Leitsatz (amtlich)
1. Die Anordnung einer Ausschlußfrist für das Einreichen der Prozeßvollmacht (Art. 3 § 1 VGFG-EntlG), deren Dauer im Hinblick auf glaubwürdig geltend gemachte vorübergehende Hinderungsgründe für die Beibringung der Vollmacht zu kurz bemessen ist, verletzt den Anspruch des prozeßbeteiligten Vollmachtgebers auf rechtliches Gehör.
2. Die Ausschlußfrist gemäß Art. 3 § 1 VGFG-EntlG kann auf Antrag verlängert werden (§ 54 Abs. 2 FGO; § 224 Abs. 2 ZPO).
Normenkette
GG Art. 103 Abs. 1; VGFG-EntlG Art. 3 § 1; FGO § 54 Abs. 2; ZPO § 224 Abs. 2
Tatbestand
Die Revision richtet sich gegen die Urteile des Finanzgerichts vom 17. Januar 1979 zu V 320/77 U (Umsatzsteuer 1968 bis 1974), zu V 316/77 E (Einkommensteuer 1968 bis 1974) und zu V 318/77 H (Lohnsteuerhaftung 1972 bis 1975); über sie war einheitlich zu entscheiden.
Der Steuerbevollmächtigte X hat am 7. Juni 1977 im Namen des Klägers gegen die Umsatzsteuer- und Einkommensteuerbescheide 1968 bis 1974 vom 16. Dezember 1976 sowie den Lohnsteuer-Haftungsbescheid für 1972 bis 1975 vom 7. Januar 1977 nach erfolglosem Einspruchsverfahren Klagen erhoben, ohne dabei seine Vollmacht nachzuweisen.
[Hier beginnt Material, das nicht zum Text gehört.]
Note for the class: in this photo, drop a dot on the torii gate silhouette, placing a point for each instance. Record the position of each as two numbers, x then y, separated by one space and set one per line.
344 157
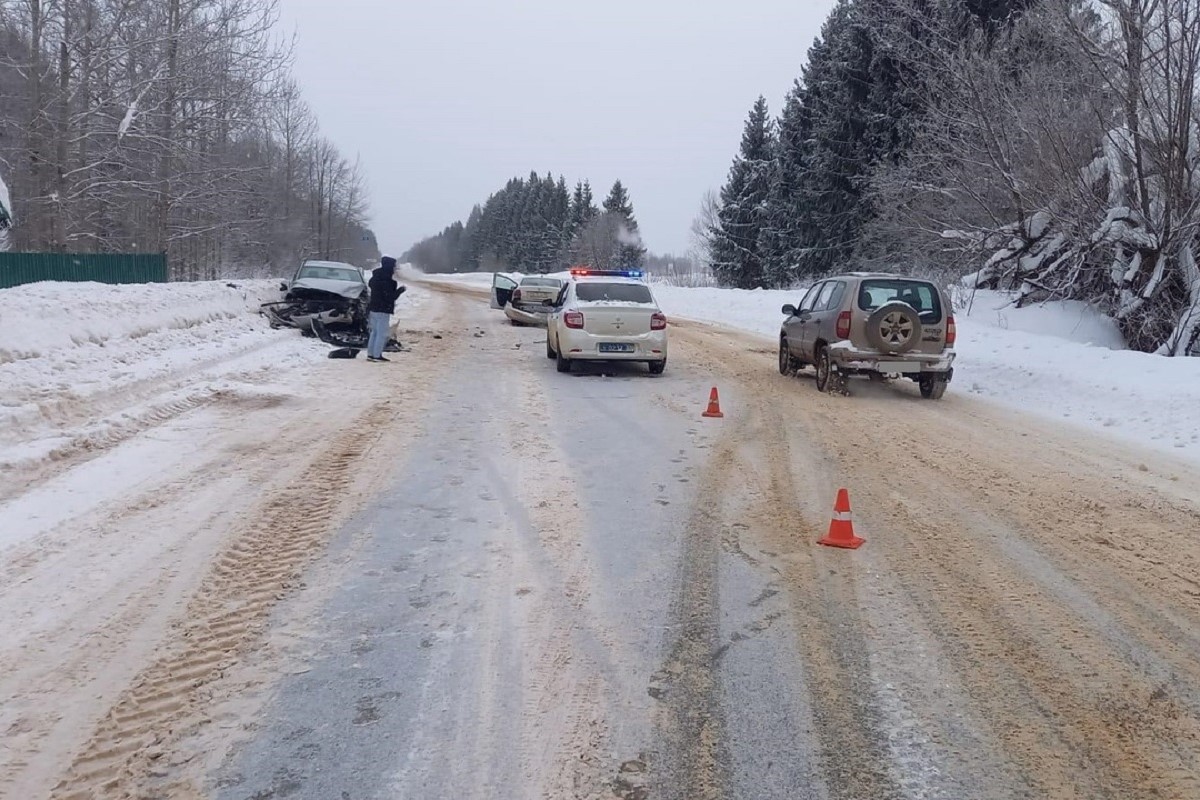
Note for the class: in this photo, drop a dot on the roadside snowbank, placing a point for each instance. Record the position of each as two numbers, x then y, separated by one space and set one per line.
1057 360
39 318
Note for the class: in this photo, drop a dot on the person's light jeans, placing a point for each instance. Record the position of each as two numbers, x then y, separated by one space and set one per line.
378 324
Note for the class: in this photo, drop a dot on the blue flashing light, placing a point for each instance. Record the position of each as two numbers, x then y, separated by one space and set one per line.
582 271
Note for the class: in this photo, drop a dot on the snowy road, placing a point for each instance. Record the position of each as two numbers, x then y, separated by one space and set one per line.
497 581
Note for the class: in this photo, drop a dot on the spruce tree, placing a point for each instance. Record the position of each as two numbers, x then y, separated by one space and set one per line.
736 239
630 253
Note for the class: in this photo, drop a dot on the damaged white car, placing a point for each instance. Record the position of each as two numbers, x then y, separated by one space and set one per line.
331 293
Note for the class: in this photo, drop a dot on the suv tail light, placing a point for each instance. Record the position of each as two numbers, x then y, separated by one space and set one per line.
843 330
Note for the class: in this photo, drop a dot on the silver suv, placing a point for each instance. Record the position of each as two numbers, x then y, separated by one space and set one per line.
874 324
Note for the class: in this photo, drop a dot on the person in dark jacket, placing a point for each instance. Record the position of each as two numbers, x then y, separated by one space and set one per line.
384 293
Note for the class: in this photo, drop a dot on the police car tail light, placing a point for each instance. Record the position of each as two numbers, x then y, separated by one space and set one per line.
843 325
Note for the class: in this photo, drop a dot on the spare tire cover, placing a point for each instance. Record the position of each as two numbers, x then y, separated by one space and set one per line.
893 328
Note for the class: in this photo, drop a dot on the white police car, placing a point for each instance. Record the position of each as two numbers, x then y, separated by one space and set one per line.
606 316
Gleichzeitig mit den Anfechtungsklagen hatte X beim Finanzgericht die Aussetzung der Vollziehung der angefochtenen Bescheide beantragt. Am 20. Juli 1978 fand in der Aussetzungssache ein Erörterungstermin vor dem nach § 79 der Finanzgerichtsordnung (FGO) bestimmten Richter (Berichterstatter) statt, in dem dieser X auf das Fehlen einer schriftlichen Vollmacht hinwies. Auf diesen Hinweis hat X erklärt, der Kläger halte sich im Ausland auf und sei zur Zeit nicht erreichbar. Unmittelbar anschließend hat der Berichterstatter dem Steuerbevollmachtigten X mit einer am 1. August 1978 zugestellten Verfügung gemäß Art. 3 § 1 des Gesetzes zur Entlastung der Gerichte in der Verwaltungs- und Finanzgerichtsbarkeit (VGFG-EntlG) vom 31. März 1978 (BGBl I 1978, 446) in jedem der drei Klageverfahren eine Frist von zwei Wochen für das Einreichen der Vollmacht gesetzt.
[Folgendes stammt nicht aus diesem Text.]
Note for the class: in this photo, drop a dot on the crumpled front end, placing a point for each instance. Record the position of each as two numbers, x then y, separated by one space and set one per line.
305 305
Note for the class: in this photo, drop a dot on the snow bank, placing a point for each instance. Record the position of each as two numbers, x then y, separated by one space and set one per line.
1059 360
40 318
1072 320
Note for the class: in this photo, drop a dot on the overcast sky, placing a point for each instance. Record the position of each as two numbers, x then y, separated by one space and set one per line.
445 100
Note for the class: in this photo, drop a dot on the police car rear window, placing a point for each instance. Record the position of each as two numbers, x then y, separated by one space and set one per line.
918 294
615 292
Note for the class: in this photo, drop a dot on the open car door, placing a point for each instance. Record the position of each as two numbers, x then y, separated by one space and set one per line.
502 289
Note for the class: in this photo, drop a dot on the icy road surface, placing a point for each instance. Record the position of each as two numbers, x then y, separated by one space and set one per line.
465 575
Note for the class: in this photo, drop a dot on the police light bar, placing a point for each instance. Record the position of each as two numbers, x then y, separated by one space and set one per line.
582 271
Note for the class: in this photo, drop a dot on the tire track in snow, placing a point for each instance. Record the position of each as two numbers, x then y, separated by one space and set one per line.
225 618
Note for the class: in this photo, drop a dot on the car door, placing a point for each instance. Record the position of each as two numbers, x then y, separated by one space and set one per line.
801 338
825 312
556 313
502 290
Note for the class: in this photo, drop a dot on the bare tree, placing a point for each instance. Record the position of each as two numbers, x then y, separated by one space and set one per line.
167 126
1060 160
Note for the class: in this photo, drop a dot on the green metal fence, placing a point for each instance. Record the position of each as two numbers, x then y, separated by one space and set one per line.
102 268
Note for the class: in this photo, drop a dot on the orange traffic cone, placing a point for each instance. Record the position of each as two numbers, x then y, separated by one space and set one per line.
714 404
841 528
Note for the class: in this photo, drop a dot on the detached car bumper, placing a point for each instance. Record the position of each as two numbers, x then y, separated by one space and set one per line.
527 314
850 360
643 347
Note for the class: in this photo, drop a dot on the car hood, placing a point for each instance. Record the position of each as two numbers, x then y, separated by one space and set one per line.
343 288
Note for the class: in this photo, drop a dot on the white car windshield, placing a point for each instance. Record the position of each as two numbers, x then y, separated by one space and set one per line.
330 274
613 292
Vor Ablauf dieser Frist, am 14. August 1978, hat X schriftlich mitgeteilt, er könne den Kläger wegen dessen Auslandsaufenthaltes derzeit nicht erreichen, werde die Vollmacht aber nach Rückkehr des Klägers unverzüglich vorlegen. Am 18. September 1978 ist dem Finanzgericht eine zwei Tage vorher ausgestellte Prozeßvollmacht übergeben worden. In der am 17. Januar 1979 durchgeführten mündlichen Verhandlung über die Anfechtungsklagen hat der Kläger hinsichtlich der versäumten Frist Wiedereinsetzung in den vorigen Stand beantragt.
Das Finanzgericht hat die Klagen durch drei gesonderte Urteile als unzulässig abgewiesen und dem Kläger die Kosten der Verfahren auferlegt: Zwar enthalte das Schreiben des Steuerbevollmächtigten X vom 14. August 1978 einen Antrag auf Verlängerung der Frist für das Einreichen der Vollmacht, jedoch schließe Art. 3 § 1 VGFG-EntlG eine Verlängerung der gesetzten Frist aus. Eine Wiedereinsetzung in den vorigen Stand komme nicht in Betracht, da der Auslandsaufenthalt des Klägers nicht glaubhaft gemacht worden sei. Im übrigen habe der Bevollmächtigte des Klägers, obwohl ihn das Gericht dazu aufgefordert habe, in der mündlichen Verhandlung nicht darlegen können, daß der Kläger die Vollmacht innerhalb von zwei Wochen nach seiner Rückkehr vorgelegt und so die für die Statthaftigkeit der Wiedereinsetzung maßgebende Frist (§ 56 Abs. 2 Satz 3 FGO) gewahrt habe.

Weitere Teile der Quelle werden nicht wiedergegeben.